The good news: The actual for-real Apocalypsageddon is not actually upon us yet. The bad news: You may already be under attack from malicious actors without even realizing it! If you use the internet at home or on a mobile device, or have devices on a home network — and who doesn’t? — then chances are you have been or will be a target of hackers or scammers. Here are a few basic cyber security tips to help you stay protected.
Most home users are connected to the internet via a broadband modem/router, either with its own Wi-Fi capabilities, or with an external Wi-Fi router connected. This is the first threat vector in your home network, so never use the default password! Reduce your vulnerability by choosing a strong but memorable passphrase, 15 or more characters in length, for the router administration functionality.
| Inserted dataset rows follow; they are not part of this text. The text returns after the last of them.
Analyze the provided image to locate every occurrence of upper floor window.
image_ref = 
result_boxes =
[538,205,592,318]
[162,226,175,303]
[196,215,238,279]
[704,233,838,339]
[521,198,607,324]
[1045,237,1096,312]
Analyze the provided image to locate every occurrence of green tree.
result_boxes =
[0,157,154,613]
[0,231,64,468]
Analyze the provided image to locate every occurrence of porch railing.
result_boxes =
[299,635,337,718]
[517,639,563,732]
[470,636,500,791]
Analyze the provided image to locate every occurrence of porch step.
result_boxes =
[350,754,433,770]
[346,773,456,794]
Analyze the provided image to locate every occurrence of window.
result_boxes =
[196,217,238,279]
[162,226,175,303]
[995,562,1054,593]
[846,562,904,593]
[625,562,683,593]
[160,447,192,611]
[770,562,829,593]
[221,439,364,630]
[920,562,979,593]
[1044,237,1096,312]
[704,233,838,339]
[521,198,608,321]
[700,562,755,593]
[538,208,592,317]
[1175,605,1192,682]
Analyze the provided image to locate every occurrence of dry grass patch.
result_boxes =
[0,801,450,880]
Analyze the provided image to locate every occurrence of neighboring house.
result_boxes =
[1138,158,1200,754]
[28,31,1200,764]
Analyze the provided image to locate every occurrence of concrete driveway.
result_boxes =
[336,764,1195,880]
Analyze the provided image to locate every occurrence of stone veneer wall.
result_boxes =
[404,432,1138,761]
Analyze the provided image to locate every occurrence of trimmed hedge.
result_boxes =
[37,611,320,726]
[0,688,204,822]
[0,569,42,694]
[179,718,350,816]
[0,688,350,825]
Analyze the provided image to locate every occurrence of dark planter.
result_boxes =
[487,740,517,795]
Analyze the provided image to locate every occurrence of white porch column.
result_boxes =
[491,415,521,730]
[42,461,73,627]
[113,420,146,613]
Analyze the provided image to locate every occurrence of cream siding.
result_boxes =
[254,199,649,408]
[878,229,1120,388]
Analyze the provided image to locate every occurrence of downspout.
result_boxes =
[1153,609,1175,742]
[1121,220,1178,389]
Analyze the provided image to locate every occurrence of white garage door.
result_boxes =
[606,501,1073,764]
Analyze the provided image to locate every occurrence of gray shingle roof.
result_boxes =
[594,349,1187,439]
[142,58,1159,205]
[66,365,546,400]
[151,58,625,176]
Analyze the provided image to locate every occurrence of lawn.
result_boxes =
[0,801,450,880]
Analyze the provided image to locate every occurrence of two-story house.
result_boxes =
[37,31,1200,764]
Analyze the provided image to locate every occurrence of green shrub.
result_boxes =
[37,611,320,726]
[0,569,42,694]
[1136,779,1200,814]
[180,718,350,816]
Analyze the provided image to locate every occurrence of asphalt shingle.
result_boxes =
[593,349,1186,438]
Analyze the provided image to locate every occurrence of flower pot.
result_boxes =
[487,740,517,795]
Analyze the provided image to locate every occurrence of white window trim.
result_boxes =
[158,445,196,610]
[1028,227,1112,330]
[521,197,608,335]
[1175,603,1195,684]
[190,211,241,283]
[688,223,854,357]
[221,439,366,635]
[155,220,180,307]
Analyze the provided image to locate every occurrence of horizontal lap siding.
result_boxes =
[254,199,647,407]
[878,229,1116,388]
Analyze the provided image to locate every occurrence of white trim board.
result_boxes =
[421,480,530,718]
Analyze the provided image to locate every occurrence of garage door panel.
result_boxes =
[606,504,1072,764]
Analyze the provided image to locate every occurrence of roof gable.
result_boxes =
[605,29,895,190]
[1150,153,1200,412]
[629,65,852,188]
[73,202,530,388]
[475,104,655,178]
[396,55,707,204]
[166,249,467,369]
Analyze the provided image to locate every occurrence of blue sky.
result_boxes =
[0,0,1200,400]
You should also update your router’s firmware — manufacturers regularly release updates to address newly discovered vulnerabilities, but if you’re not up-to-date, then you are by definition potentially vulnerable.
If your broadband modem includes Wi-Fi capabilities, or you have a separate Wi-Fi router, you’ll also want to take steps to protect your wireless data. While WEP, WPA, WPA2, and even the latest WPA3 protocol have been shown to be possible to crack in specific circumstances, WPA2 Wi-Fi encryption is more commonly supported by devices, and is probably sufficient for most situations. Most sensitive internet traffic is sent via HTTPS, so it will be encrypted even in the extreme scenario of someone being able to eavesdrop after exploiting your router.
Adding a VPN – a virtual private network that protects your data over public networks, or even your private home network – can offer another layer of security. Consider an alternative DNS to protect your family from malware as well.
Many Wi-Fi routers incorporate guest network functionality, which provides a connection for visitors that is isolated from your private network, so you can share without over-sharing. With Amazon acquiring Eero and Ring, Google similarly acquiring Nest Wi-Fi and connected home devices, and most modern routers collecting user data and using it for marketing, with some even sharing or selling it to third parties, you may want to spend a moment thinking about what devices are on your network, what they’re doing with your data, and how much you trust those companies.
Internet of Compromised Things
If you are running IoT devices like 3D printers, smart appliances, or your own Raspberry Pi or other connected projects, consider creating a separate virtual LAN so that they are firewalled from your main computers, and limiting their port usage to the minimum required for their given application.
If the notion of these simple devices being a threat seems far-fetched, not long ago, 3D printer owners around the world woke up one morning to discover that their printers had been compromised by a popular plugin, up to and including finding prints that they did not authorize on their machines. There were no reports of lasting damage, but the same exploit could have sent malicious commands, for example overheating beds and hot ends, and causing serious damage to devices and property.
Forget Your Passwords
Passwords are ubiquitous these days, and trying to remember them all can be an immense challenge. One way to solve this is by using the same password for everything, but this leaves you massively exposed, since a password cracked or obtained on one service (say, via recent Facebook or LinkedIn breaches) can then be used to access others. Instead, use a password manager such as Bitwarden or KeyPassXC, which are open-source, and free for most users. Use your password manager to generate your passwords, so that you never even have to know them, let alone memorize them. For cases where your password manager can’t log in for you, choose a long, memorable passphrase, and avoid biometric logins, which can be used against you. Use multi-factor authentication everywhere it’s offered, and favor authenticator apps such as Duo over SMS whenever possible, since phone numbers can be spoofed or cloned.
Back It Up
It is a truism in life that it’s good to have a backup plan. But when it comes to the digital realm, you should absolutely have a plan for your backups. When possible, a 3-2-1 backup strategy will help mitigate data loss: that’s three copies of your data, two of which are local but on separate devices, and one copy off-site. You have the first copy of your data on your computer or other devices already, and can affordably add an external hard drive or thumb drive in order to keep a second, local copy. Your third copy should be offsite, to protect against local disaster, and could be as simple as syncing your files to Dropbox or another cloud provider. And critically, remember to check your backups! Many solutions can alert you when backups fail, but you should regularly simulate catastrophic failure to confirm that your backups would allow you to fully restore your data in the case of an actual event.
If this all sounds a bit scary, that’s because it is — there are many individuals and organizations with a vested interest in stealing your data, and unfortunately, defending against these attacks largely falls on the individual user. But by following a few simple best practices, you can dramatically reduce your threat attack surface, and help avoid Apocalypsageddon — of the digital kind at least!